The ceasefire deal carries its own tense mechanics: the staged release of Israeli hostages held by Hamas for Palestinian prisoners in Israeli jails. Each exchange is met with public weeping on both sides, a reminder of the human cost that numbers cannot capture. Yet, this calibrated calm hangs by a thread. Israeli leadership has publicly **vowed to launch a military offensive in Rafah**, Gaza's southernmost city now crammed with over a million displaced souls, **once Ramadan concludes**. The threat casts a long shadow over every prayer, every shared date at sunset.

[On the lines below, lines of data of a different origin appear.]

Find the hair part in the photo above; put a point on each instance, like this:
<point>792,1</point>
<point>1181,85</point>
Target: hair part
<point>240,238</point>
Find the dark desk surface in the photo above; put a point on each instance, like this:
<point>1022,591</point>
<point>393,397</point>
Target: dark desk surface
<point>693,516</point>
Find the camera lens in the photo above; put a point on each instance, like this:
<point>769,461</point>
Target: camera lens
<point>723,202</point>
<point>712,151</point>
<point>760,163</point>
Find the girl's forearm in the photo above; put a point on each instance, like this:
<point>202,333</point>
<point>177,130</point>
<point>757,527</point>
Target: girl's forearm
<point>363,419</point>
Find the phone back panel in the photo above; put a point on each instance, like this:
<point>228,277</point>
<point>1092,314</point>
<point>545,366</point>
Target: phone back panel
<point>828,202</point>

In a bombed-out mosque in Gaza City, worshippers pray amid cracked pillars and open sky. The communal spirit of *tarawih* prayers persists, but the congregation is a sea of weary faces, their *thobes* and hijabs dusted with the grit of destroyed homes. The anxiety is palpable, a silent question hanging in the air: *Will this be the last peaceful night?*
Back in her tent, Umm Mohammed smooths a child's drawing taped to the fabric wall. "I wanted these decorations to be a way out of the atmosphere of grief and sadness," she confesses. Her optimism is as fragile as the ceasefire itself—a small lantern fighting against an immense darkness. For Gaza, this Ramadan is not a celebration. It is an act of profound resilience, a fleeting moment of quiet in a long, painful story where the next chapter promises more storm.